As part of DOE’s review, it will determine which projects are located in “energy community” census tracts and are therefore eligible for an allocation of the $4 billion of AETC that is available only for projects located in those census tracts. A taxpayer will be able to determine whether its project is located in an energy community using the mapping tool that will be referenced in upcoming guidance from the Treasury Department.

DOE will begin accepting concept papers for the first AETC allocation round when the upcoming guidance is issued on May 31, 2023, and concept papers must be submitted to DOE no later than July 31, 2023, for this allocation round.

AETC Application

The second stage of the DOE review process will consist of a review of AETC applications submitted after the concept papers stage. A taxpayer may not submit an AETC application for a project unless it first submitted concept papers for the project by the specified deadline. The Notice provides that DOE will review applications for compliance and threshold requirements to determine whether (1) the project meets the eligibility requirements, (2) the information required by the forthcoming guidance for the AETC program has been submitted, (3) the taxpayer filed timely concept papers, and (4) all other requirements are satisfied. The review will also include an objective examination of applications for DOE recommendation based on technical review criteria and program policy factors to be outlined in the upcoming guidance. DOE will provide recommendations to the IRS regarding allocations of AETC, which will include a ranking of projects to be considered for credit allocation.

AETC Allocation

After the DOE review process, the IRS will accept or reject each AETC application based on DOE’s recommendations and ranking. The IRS will then notify each applicant whether and how much AETC is allocated to the applicant’s project.

The amount of AETC that is allocated to a project reduces the amount of AETC available to the remaining pool of recommended projects. The IRS will make allocations to successive projects according to DOE recommendations and ranking until the amount available for allocation is exhausted.
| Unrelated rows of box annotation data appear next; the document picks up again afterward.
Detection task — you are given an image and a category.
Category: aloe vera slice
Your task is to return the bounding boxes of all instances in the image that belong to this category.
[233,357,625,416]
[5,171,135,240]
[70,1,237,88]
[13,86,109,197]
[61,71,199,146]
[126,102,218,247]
Certification & Claiming the AETC

Within two years after receiving notice of an AETC allocation from the IRS, a taxpayer must obtain certification of the project from the IRS to be eligible to claim the AETC specified in its allocation letter, or the allocated AETC will be forfeited. To obtain certification, a taxpayer must notify DOE that the certification requirements to claim the AETC have been satisfied by submitting evidence establishing that it has met all requirements necessary to commence construction of the project. The Notice provides that a project is eligible for certification only if the taxpayer has received all permits from federal, state, tribal, and local governmental bodies for construction of the project at the planned location, including environmental authorization or reviews necessary to commence construction of the project. DOE will notify the taxpayer and the IRS that it has received the taxpayer’s notification that the certification requirements have been met. The IRS will then certify the project by sending a certification letter to the taxpayer.

A taxpayer that receives a certification letter will have a two-year period beginning on the date of issuance of the certification letter to place the project in service. If the project is not placed in service within the two-year period, then the certification is no longer valid.


The Notice contains helpful preliminary information regarding the process to apply for allocations of AETC. It leaves a number of important questions outstanding for future guidance, however, and may not provide a great deal of certainty that a particular project may qualify for the AETC. Given the extensive amount of planning and development required for an expansion, re-equipment, or establishment of an industrial or manufacturing facility, it will be important for the Treasury Department to provide as much certainty as possible to help confirm financing for these facilities. Future guidance likely will answer a number of the unanswered questions and will help with project development going forward.